Enfin, Superman est invi­té à rendre des comptes devant le sénat, effrayé par son omni­po­tence ; mais le scé­na­riste a lui-même été ter­ri­fié par l’i­dée de devoir pondre un vrai dia­logue, et il a pré­fé­ré faire péter une bombe à ce moment, per­met­tant au mixeur de me péter les tym­pans une fois de trop : c’est à ce moment que j’ai déclen­ché mon siège éjec­table pour me sau­ver de ce crash inévitable.

La vraie recommandation : le casque avion à réduction active (activée).
Ma vraie recom­man­da­tion : le casque avion à réduc­tion active (allu­mée).

Plus encore que Man of steel, Batman v Superman : l’aube de la jus­tice est donc un film bruyant. Bruyant jus­qu’à la dou­leur, et ce alors même que j’a­vais mes écou­teurs intra-auri­cu­laires (plu­tôt bien iso­lants) sur moi et que je les ai four­rés dans mes oreilles dès le pas­sage avec Lois et un désert (j’y avais mis mes doigts pour la scène d’ou­ver­ture, mais ça ne suf­fi­sait pas).

Je sais, je suis plu­tôt peu tolé­rant aux sons trop forts.

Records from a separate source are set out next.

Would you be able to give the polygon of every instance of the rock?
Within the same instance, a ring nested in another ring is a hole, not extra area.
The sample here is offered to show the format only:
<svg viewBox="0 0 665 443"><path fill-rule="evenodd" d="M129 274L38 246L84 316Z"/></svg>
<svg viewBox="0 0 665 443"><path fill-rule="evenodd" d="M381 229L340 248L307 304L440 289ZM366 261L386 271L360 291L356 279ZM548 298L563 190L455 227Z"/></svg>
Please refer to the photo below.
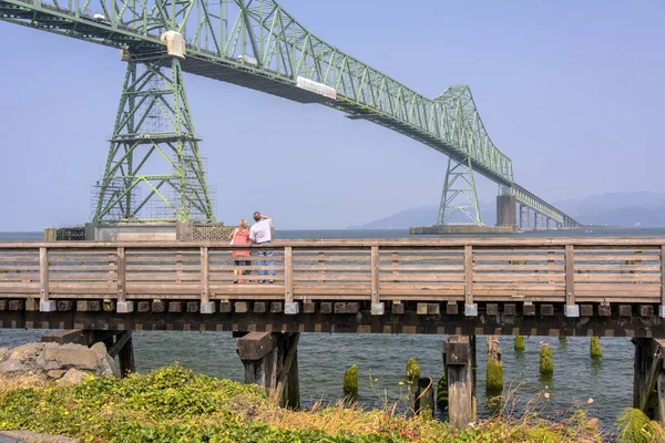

Mais à ce jour, les films « très bruyants » m’ont juste fait chier, et je sor­tais de la salle fati­gué ; seuls G.I. Joe, le réveil du Cobra et Man of steel avaient dépas­sé le stade du désa­gréable pour ver­ser dans le dou­lou­reux, et encore était-ce tolé­rable, comme un faux pli de chaus­sette quand vous mar­chez cent mètres. Ce n’est pas le pre­mier block­bus­ter au mixage agres­sif que je vais voir ; néan­moins, jamais je n’a­vais eu mal en écou­tant un film au point d’être obli­gé de sor­tir avant même la moitié.

La guerre du volume a atteint une limite, celle où je ne peux plus sup­por­ter une séance dans une salle de ciné­ma au son nor­ma­le­ment cali­bré ; si un jour je regarde la fin du film chez moi, je sais que je bais­se­rai énor­mé­ment le volume — et je ne sais même pas si cela suf­fi­ra à me le rendre tout à fait écoutable.